不穏な影
結局、言い出すことはできなかった。信じてもらえるかわからない、という以上に、今の関係が崩れることが怖かった。そうして言い出せないまま打ち上げは終わり、僕らは近くの宿屋で寝床に着いた。けれど、ちょっとリッチなふかふかのベッドに寝転んだところで、ちっとも寝付けない。脳裏をよぎるのは、もちろん元の世界でのこと。
帰れるなら、帰るべきだろうか。こちらの生活が捨てがたいので、行き来できるのが一番ありがたいけれど。父さんや母さん、そして何より、あのシスターさんの行方が気になる。考えれば考えるほど、いてもたってもいられなくなってきた。
やっぱり、残るにせよ戻るにせよ、一度元の世界へ顔を出すべきだ。もちろん、あのシスターさんを見つけて。
頭を冷やすため、僕は起き上がり、外の空気を吸いに行くことにした。
「うぅん、ダメだよ……ペティ。見られ、ちゃうよ」
隣のベッドからイアンの寝言が聞こえる。一体どんな夢を見ているんだろう。
ともあれ起こさないように扉を閉め、階段を降りて行く。一階まで降りて外への扉を開くと、街灯に照らされていて、思いのほか明るかった。
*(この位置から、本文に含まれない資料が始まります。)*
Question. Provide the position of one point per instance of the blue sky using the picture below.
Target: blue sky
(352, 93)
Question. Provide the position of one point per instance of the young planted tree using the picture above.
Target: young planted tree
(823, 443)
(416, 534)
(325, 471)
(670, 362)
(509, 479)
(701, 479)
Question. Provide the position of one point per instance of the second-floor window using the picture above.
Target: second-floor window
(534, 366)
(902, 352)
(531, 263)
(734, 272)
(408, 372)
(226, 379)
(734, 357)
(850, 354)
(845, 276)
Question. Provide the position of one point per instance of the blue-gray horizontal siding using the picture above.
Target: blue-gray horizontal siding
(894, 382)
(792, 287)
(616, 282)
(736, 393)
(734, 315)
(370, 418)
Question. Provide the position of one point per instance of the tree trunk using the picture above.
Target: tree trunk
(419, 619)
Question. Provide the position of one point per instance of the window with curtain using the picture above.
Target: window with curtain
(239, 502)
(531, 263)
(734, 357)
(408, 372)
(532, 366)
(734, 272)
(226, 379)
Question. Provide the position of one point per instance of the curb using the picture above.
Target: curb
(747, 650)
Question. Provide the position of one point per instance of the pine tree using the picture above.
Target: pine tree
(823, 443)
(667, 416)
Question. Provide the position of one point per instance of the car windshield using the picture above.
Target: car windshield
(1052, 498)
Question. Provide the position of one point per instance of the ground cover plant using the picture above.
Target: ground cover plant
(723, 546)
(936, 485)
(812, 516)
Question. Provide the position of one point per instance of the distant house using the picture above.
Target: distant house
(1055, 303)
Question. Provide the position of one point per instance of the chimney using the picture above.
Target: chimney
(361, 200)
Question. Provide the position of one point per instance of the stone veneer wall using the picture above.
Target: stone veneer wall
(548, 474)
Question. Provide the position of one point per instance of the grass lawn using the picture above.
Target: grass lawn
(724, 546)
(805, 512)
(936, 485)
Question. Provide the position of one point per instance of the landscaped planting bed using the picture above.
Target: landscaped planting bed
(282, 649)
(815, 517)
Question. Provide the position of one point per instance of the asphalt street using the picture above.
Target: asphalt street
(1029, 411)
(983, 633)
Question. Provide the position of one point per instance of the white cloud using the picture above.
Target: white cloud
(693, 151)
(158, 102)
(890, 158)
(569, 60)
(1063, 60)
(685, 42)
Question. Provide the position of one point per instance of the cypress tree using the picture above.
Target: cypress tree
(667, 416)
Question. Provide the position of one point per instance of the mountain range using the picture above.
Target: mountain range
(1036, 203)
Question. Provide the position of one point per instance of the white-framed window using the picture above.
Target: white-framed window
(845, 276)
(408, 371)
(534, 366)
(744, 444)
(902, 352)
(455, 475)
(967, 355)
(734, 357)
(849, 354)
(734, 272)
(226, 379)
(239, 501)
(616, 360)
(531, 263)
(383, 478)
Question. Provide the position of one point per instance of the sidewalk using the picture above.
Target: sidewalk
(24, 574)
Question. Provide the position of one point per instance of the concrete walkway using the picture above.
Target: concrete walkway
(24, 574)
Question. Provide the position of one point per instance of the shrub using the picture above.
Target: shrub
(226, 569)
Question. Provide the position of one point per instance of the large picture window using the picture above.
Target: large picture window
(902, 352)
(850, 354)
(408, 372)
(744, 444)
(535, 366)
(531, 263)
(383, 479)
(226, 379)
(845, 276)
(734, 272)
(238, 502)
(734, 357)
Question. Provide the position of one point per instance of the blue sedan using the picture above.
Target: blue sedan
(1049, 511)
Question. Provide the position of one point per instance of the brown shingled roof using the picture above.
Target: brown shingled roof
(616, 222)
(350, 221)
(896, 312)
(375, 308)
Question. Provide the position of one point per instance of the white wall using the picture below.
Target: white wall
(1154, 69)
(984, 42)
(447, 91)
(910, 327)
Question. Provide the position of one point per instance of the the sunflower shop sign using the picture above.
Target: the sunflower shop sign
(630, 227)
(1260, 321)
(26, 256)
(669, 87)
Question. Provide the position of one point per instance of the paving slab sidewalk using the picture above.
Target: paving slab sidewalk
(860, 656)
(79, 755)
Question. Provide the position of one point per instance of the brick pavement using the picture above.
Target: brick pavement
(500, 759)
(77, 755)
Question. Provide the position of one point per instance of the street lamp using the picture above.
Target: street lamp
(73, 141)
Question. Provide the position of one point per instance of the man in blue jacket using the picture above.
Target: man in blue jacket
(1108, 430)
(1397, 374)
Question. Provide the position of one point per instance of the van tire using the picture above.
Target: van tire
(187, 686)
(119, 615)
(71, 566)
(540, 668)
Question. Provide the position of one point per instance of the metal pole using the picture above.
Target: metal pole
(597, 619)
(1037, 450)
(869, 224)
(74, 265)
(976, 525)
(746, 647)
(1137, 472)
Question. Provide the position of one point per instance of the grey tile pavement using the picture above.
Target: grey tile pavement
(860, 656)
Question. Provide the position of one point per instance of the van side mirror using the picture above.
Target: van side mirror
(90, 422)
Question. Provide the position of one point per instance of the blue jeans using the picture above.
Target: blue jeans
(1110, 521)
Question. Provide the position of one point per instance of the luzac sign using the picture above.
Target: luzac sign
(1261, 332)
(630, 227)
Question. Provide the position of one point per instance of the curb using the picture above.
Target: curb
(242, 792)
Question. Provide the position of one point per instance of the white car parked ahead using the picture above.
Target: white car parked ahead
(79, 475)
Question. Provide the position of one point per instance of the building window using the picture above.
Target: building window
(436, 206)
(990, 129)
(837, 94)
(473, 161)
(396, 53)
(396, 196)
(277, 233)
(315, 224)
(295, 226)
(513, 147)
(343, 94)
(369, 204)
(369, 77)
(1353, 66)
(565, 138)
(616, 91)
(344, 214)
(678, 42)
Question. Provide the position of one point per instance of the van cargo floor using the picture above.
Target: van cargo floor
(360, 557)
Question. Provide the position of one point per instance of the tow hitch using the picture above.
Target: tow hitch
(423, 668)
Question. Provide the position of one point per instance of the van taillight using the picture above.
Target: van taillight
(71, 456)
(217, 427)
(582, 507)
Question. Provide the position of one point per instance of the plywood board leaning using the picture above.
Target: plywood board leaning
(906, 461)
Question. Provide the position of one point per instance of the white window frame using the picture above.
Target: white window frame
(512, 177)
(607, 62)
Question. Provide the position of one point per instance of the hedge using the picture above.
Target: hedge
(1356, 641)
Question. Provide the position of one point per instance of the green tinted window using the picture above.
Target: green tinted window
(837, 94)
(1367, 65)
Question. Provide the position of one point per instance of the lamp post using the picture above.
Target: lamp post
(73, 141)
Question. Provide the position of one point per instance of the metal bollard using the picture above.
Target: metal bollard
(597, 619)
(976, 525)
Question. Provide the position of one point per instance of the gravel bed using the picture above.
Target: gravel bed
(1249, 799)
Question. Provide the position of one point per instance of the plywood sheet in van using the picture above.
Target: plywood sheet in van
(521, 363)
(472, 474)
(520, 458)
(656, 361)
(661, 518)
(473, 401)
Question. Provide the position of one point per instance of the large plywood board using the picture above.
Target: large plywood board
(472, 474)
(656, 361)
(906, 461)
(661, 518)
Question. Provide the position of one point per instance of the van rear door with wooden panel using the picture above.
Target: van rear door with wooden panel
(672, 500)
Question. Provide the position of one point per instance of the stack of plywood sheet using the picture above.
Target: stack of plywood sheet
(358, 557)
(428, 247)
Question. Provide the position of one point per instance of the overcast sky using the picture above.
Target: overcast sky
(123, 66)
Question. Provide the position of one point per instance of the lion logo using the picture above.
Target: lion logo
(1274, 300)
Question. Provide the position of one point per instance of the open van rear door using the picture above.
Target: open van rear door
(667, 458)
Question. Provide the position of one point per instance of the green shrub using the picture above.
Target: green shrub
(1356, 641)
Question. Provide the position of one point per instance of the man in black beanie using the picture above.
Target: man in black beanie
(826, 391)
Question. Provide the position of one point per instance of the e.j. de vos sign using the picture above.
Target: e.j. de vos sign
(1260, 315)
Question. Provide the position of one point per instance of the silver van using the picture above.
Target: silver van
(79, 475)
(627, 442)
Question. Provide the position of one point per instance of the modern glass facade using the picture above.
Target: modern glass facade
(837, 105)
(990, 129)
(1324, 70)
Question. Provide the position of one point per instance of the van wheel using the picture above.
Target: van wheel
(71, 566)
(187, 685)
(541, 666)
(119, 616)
しかし薄暗いことに変わりはなく、かろうじて人の顔が区別できる程度の明るさだった。
「まだ起きてたのか」
振り返ると、マサユキだった。街中だというのに、なぜか両手剣を背中のさやに納めずにだしっぱなしにしている。なにやら様子がおかしい。
「なにかあったのか?」
「……お前には関係ない」
見れば見るほど、マサユキのたたずまいは異様だった。血走った虚ろな目に、肩で浅い息をしている。そしてなにより、どんよりと暗い、奇妙な迫力に押しつぶされそうだった。いつもは片手で軽々と持ち上げている両手剣を、今は杖のように使っている。
「もう寝ろ」
言いながら、マサユキはよろよろと歩き出そうとする。
「どこ行くんだよ」
ゆっくりと振り返るマサユキ。月明かりを背に、その目は鈍く光る。
「どこへも行けない。もう、どこへも」
「は?」
その言葉の意味を、少しでも理解していれば。あるいはこのとき、引き止めていたら。
結末は、変わっていたかもしれない。